Acaso lo más interesante de nuestra autora sea la crítica sin edulcorante alguno hacia lo cultural; en concreto, hacia las representaciones de lo rural en la cultura contemporánea tras la posguerra en España, la irrupción asalvajada de los medios de difusión, la imposición de criterios mecanicistas sobre los de vida de los payeses y aquel capitalismo transformador de palabras que nos hace pensar que la tierra se vacía cuando se retira… Y lo hace por extrañamiento, no por convicción o abandono de la costumbre. Volvamos entonces a la murmuración de la escritora considerada a sí misma “payesa de la escritura”. Por un lado, el mundo del libro. Anota Ibarz: “El universo de la cultura libresca, tan urbano, cree que queda mal llamarse empresa, tienda, negocio, explotación. No pasa lo mismo en la realidad rural. Ser empresario agrícola, empresaria agrícola, gestionar una explotación agrícola en un pueblo como Saidí, en las zonas rurales productivas, ha significado mucho. Igual que para mí tiene importancia ser una labradora de las letras propietaria del terreno.” Por el otro, hacia la caja tonta en particular: “¿Es necesario decir que la televisión ha uniformado el mundo rural a la manera del urbano o ya es universalmente sabido?” ¿Qué tendrán ambos escenarios de representación cultural en común? Podríamos pensar. Pues bien, es claro, precisamente, el recelo hacia los imaginarios construidos en la periferia del mundo rural, ajenos al léxico del universo campesino, desde la literatura y desde la cultura visual, y que en nada se parecen a lo que este guarda en su núcleo: no olvidar las palabras que te hacen rumiar, así como la urgencia de introspección que demanda, lo queramos o no, lo natural.

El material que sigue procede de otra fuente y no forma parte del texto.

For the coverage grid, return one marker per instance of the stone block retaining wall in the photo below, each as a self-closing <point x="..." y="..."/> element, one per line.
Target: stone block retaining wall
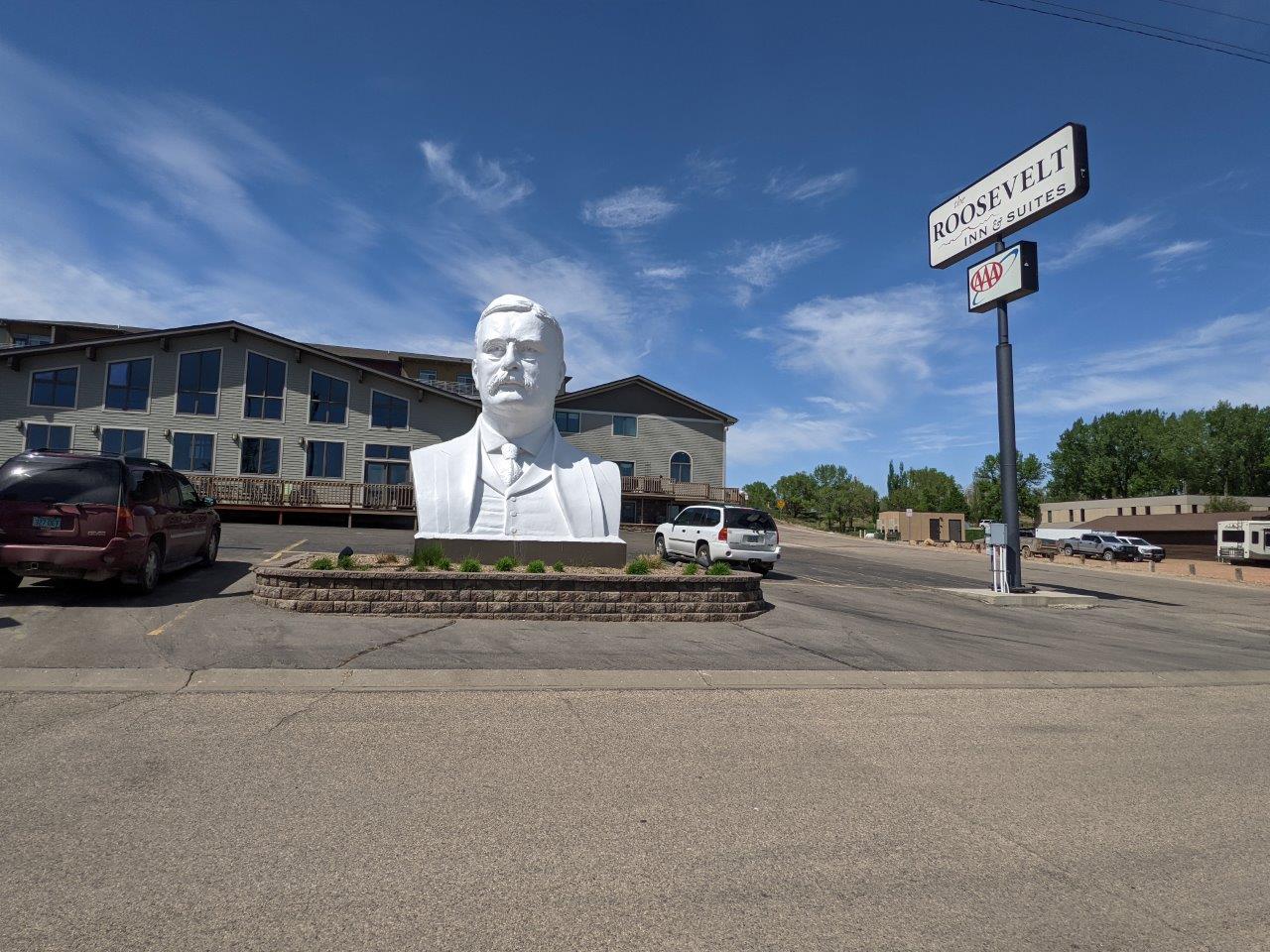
<point x="513" y="595"/>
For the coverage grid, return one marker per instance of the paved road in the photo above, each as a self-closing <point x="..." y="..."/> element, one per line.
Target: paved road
<point x="838" y="604"/>
<point x="1132" y="819"/>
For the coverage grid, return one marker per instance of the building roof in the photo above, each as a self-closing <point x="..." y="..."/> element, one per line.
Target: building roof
<point x="18" y="354"/>
<point x="1164" y="522"/>
<point x="640" y="381"/>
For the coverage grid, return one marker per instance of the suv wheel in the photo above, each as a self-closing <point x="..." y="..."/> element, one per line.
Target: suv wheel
<point x="211" y="548"/>
<point x="148" y="575"/>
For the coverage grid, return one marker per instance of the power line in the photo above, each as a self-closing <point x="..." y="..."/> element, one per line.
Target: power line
<point x="1128" y="30"/>
<point x="1151" y="26"/>
<point x="1216" y="13"/>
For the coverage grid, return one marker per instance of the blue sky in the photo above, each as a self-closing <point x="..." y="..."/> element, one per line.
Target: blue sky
<point x="729" y="198"/>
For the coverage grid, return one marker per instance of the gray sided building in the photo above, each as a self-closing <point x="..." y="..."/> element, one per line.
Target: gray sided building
<point x="266" y="422"/>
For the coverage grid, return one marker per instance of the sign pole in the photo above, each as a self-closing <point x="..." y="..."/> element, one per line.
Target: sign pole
<point x="1008" y="466"/>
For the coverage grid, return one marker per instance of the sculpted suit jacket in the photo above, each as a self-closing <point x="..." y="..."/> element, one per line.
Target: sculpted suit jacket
<point x="447" y="486"/>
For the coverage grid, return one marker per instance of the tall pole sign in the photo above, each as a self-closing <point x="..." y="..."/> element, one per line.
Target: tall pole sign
<point x="1046" y="177"/>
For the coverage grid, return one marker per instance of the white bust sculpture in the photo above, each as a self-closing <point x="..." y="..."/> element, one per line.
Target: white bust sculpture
<point x="513" y="477"/>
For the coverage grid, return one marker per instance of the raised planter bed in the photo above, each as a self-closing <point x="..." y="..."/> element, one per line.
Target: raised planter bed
<point x="592" y="595"/>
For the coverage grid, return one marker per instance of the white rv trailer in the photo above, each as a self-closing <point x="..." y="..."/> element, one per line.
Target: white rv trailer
<point x="1243" y="540"/>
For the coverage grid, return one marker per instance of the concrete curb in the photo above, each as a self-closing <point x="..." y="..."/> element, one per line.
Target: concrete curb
<point x="222" y="680"/>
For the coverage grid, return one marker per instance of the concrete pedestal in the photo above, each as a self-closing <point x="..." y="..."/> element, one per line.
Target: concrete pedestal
<point x="572" y="552"/>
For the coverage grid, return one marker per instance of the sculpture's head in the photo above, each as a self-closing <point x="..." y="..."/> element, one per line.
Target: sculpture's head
<point x="520" y="358"/>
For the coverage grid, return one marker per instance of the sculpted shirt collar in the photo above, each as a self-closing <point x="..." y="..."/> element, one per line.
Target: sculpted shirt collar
<point x="531" y="443"/>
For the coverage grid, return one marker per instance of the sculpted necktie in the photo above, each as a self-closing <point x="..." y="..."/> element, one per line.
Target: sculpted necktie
<point x="512" y="465"/>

Algo que tampoco se asemeja a la razón, sino más bien a la contemplación sin ruido, al ulular cadencioso del mundo. Al corazón. Cierra, Matilde: “Todo se rehace / ya verás / todo se rehace / menos los nombres.” ~
Andrea Toribio (Madrid, 1993) hace la tesis sobre 'Cuadernos de todo', de Carmen Martín Gaite, es editora y escritora. Ha publicado 'Geografía azul' (Ebediziones, 2014) y 'Crecimiento radial. Cuaderno de notas' (Eirene, 2018).